Best known for his Tony award-winning performance as Aaron Burr in Hamilton and most recently off his nominated performance as the titular character in Purlie Victorious, Leslie Odom. Jr., visited the ASO for his third performance, this one a sold-out Christmas concert on December 13th. With both the Symphony Hall and the Alliance Theatre hosting holiday performances that night, the Woodruff Arts Center was full to the brim (both with people and with holiday spirit). Despite the excess of audience members, the 1762-seat theatre became an intimate venue once Odom stepped onto the stage, beginning his set with “Have Yourself a Merry Little Christmas.” The classic tune was a perfect intro for the night, a smooth and semi-sultry welcome to both the season and the show. The stage was modernist and sparse, letting Odom become the rightful focus of his show. The lighting designer and engineer is also to be praised with how well-lit and unique the lighting effects were, especially the moments where a backlit figure allowed for a larger-than-life shadow to be projected onto the ASO walls.
Accompanied by his fantastically talented backing band the Galaxy Defenders, Odom sang a variety of holiday tunes - classics like “Christmas Waltz,” “The First Noel,” and a jazzed up “God Rest Ye Merry Gentlemen”, “O Tannenbaum” and “Ave Maria” in their respective German and Italian, and was joined by his band-as-vocalists in a doo-wop acapella version of “Jesus Gave Me Water.” The band members themselves each had their time to shine and were heavily applauded by the audience (and jammed to by Odom himself), but perhaps none more than his piano player. When he took a turn at the organ to jam out a fantastic version of “Please Come Home for Christmas,” the audience became a congregation with Odom as preacher and the organist as his right-hand man backing the powerful melodic sermon.

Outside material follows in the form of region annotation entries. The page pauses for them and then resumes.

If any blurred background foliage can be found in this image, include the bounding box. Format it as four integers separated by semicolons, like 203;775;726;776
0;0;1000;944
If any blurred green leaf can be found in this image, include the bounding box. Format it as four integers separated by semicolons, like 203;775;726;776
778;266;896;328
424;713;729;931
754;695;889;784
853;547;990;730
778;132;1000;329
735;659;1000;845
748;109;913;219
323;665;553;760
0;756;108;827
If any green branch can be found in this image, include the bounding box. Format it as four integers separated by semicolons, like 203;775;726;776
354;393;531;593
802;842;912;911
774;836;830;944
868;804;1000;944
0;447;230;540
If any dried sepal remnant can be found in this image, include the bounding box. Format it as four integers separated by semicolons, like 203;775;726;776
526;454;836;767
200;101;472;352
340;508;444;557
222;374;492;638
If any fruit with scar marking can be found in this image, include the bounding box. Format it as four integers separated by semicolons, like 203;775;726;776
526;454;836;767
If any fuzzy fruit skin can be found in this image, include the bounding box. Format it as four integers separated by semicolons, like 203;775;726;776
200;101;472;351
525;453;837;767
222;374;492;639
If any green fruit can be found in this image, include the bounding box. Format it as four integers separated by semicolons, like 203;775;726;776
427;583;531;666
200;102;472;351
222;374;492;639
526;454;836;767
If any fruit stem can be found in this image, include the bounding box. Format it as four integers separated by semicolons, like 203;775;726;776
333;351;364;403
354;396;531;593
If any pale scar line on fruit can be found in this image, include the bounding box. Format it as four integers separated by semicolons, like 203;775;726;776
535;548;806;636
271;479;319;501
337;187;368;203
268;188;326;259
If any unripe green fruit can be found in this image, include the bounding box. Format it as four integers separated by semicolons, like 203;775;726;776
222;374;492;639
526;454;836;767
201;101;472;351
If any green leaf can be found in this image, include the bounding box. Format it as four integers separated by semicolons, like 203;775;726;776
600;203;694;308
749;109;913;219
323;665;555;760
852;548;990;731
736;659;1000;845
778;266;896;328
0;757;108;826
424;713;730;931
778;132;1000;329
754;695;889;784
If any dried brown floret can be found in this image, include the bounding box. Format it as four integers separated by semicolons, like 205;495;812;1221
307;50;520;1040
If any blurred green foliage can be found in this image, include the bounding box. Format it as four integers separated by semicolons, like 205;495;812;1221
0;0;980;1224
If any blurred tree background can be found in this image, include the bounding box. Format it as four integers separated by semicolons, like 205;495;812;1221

Odom was not only bewitching with his musicality but his performance all around, especially when he recited the entirety of Twas the Night Before Christmas. Despite it being a tale everyone has heard since childhood, the audience hung on each word, smiling when he smiled, hands stinging from applause, following his fingertips as if to see snow suddenly sprinkling from them. It was, as the entire night was, magical. To finish the evening, Odom and his band returned for a small encore, gathering intimately in the very center of the stage to bid farewell to his listeners with “Merry Christmas, Darling” and a certain non-holiday song that he “begged forgiveness” for breaking the theme (he was quickly forgiven by the Hamilton fans in the audience). All in all, Leslie Odom, Jr.’s third time at the Atlanta Symphony Orchestra was certainly the charm, and this reviewer can’t wait for it to come back around.